Though the freshman class is the largest Bradley has seen in recent memory, the percentage of returning students for the spring semester is at its second highest in a decade.

The mid-year retention rate last year was at 96 percent, and this year it is at 97.2, the highest it has been since 2007.

“The mid-year retention rate is like a mini indication for the freshman-sophomore retention rate, and we are up a point from last year,” said Vice President for Student Affairs Alan Galsky. “We won’t have those numbers until next year, but this is a pretty good indicator.”

Galsky said he is pleased with the number, especially with a larger freshman class.

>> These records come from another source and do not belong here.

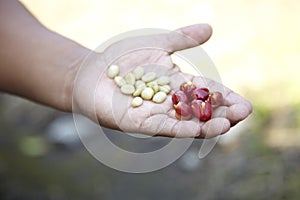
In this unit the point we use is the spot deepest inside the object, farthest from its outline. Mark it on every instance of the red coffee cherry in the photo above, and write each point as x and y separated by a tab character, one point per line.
179	96
201	109
201	94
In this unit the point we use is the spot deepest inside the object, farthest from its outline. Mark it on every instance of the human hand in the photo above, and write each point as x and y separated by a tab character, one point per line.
98	97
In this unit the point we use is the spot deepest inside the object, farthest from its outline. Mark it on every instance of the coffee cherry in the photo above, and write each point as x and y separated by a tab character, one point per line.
179	96
201	94
202	110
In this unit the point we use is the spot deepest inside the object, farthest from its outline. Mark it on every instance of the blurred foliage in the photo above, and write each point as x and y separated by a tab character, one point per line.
255	47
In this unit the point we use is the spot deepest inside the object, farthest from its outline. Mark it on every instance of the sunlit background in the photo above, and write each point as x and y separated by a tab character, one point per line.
255	47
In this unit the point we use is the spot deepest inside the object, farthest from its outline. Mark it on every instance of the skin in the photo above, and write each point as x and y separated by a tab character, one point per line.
57	72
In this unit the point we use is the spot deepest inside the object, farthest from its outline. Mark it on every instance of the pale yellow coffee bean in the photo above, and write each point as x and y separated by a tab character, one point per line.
137	101
138	72
120	81
147	93
113	71
153	85
130	79
159	97
148	77
139	90
163	80
150	84
127	89
165	88
138	83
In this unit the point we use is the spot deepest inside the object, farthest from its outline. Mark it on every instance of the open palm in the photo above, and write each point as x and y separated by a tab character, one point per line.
113	109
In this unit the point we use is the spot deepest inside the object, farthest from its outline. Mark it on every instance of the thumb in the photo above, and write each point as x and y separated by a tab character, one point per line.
187	37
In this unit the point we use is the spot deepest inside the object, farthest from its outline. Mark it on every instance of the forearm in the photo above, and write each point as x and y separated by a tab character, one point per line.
36	63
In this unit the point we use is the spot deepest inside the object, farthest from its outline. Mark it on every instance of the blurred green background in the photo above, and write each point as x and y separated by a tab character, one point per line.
255	47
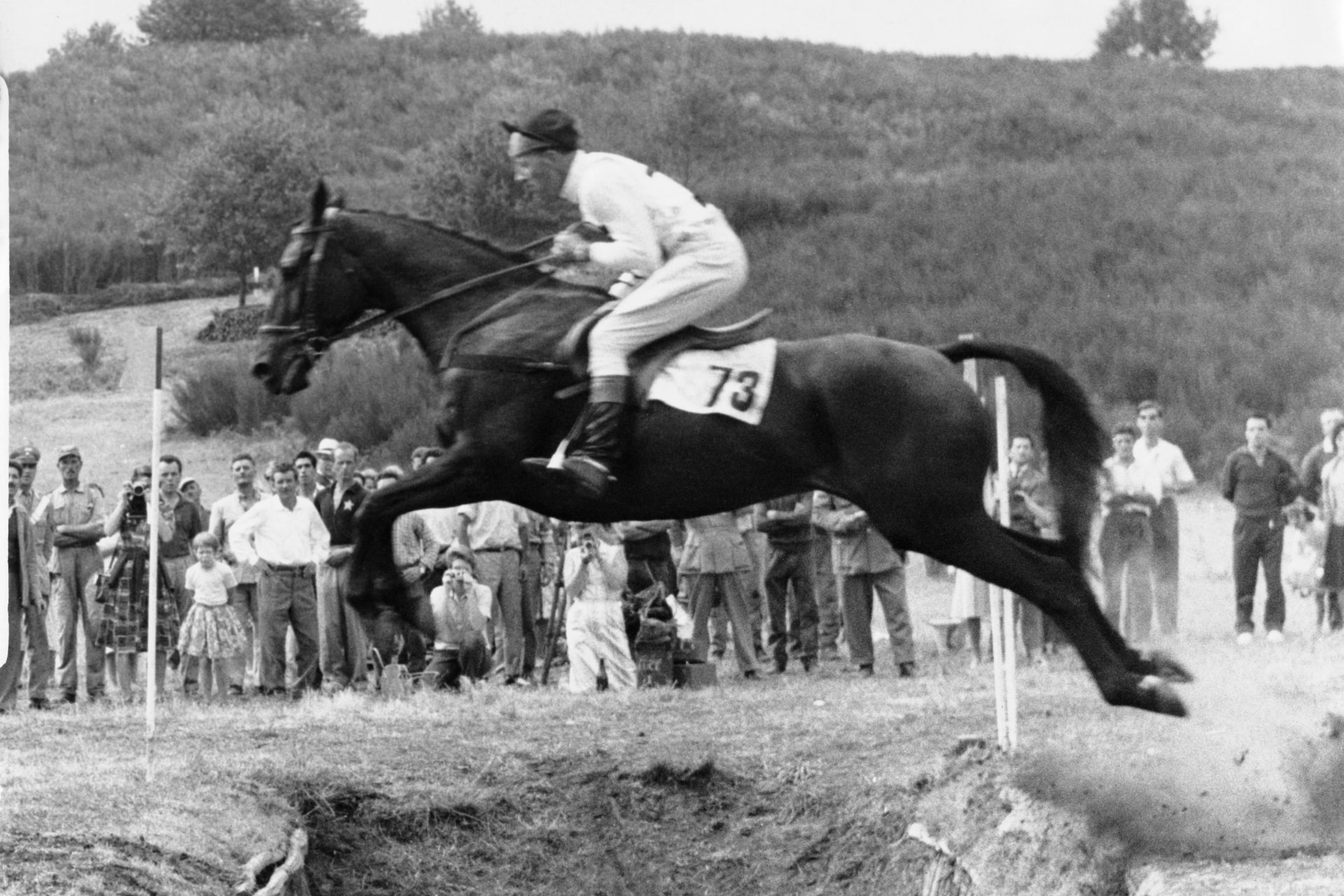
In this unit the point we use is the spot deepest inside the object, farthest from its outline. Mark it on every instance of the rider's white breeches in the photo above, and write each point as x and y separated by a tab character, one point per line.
706	270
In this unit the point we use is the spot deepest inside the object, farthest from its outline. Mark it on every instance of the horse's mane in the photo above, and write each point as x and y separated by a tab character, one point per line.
480	242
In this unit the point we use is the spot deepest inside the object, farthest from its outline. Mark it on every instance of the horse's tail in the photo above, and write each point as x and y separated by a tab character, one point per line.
1073	437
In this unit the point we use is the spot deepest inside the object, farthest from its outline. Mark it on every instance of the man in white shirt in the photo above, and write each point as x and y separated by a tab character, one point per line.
223	514
286	539
679	255
1168	463
1130	492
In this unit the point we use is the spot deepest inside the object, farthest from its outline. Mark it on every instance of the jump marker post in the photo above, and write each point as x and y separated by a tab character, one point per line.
1000	596
152	512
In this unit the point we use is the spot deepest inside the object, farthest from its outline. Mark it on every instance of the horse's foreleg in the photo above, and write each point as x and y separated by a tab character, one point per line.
987	551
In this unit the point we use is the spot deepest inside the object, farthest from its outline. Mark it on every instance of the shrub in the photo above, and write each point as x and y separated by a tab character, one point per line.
366	391
88	342
220	394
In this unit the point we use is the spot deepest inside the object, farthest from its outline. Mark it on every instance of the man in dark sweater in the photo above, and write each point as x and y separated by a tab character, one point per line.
1260	482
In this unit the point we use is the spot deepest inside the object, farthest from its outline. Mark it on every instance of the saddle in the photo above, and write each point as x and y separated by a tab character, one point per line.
650	360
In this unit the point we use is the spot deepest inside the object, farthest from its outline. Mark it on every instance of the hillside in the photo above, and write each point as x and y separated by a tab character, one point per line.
1161	230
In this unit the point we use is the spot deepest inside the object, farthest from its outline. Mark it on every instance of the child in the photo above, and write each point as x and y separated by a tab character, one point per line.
211	630
460	606
594	625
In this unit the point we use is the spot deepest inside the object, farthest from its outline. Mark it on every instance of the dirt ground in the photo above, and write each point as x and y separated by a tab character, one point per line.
793	785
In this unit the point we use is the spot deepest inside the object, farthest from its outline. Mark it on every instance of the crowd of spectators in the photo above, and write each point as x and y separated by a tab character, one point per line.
252	590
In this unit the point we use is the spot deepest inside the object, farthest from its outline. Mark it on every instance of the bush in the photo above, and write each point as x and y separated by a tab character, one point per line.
88	342
368	391
222	394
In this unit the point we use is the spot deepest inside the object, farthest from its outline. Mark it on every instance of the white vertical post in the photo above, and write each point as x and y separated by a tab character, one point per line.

“One percentage point is significant because that is equal to about 11 students,” he said. “The nice thing about 2010 is that because of the size of this class, we are retaining a higher percentage of more students.”

The average total retaining rate, which shows the percentage of students returning after their freshman year, was at 87.2 last year. That is up slightly from 87 percent in 2008, and is about six percentage points higher than the average private, selective school.

“We are getting the freshman-sophomore retention rate up around where it is at highly selective schools like Harvard and Princeton,” Galsky said. “We aren’t quite there yet, but it would be nice to get there.”

Twenty years ago, the retention rate was where most universities comparable to Bradley typically hover; about 81 percent.

“During the nineties, our freshman-sophomore retention rate was at about 82 percent,” he said. “That was okay, but it wasn’t okay for Bradley. So in 1995 we put together a campus-wide effort to improve on all areas that would affect retention. That has made a lot of the difference.”

Another aspect that has positively affected retention rate is the Turning Point program for students on academic probation, Galsky said.

“The program has helped to keep a lot of students from being dismissed,” he said. “The academic classes have also improved, and services available for students are better than they were.”

The university also breaks down the freshman class to see which specific groups are being retained, Galsky said.

“We break it [down into] subgroups like [gender, race, college and decile],” he said. “We’ve found that we are retaining students who had been in the top 10 percent of their high school at the highest level. But we are still retaining well into the fourth decile, which means students feel that they are in an educationally stimulating environment but are still at a manageable level.”

Galsky said while there is always room for improvement, he is satisfied with the results.

“As long as we maintain a rate in the high ’80s, that tells us we’re providing the right environment,” he said. “These numbers are very flattering.”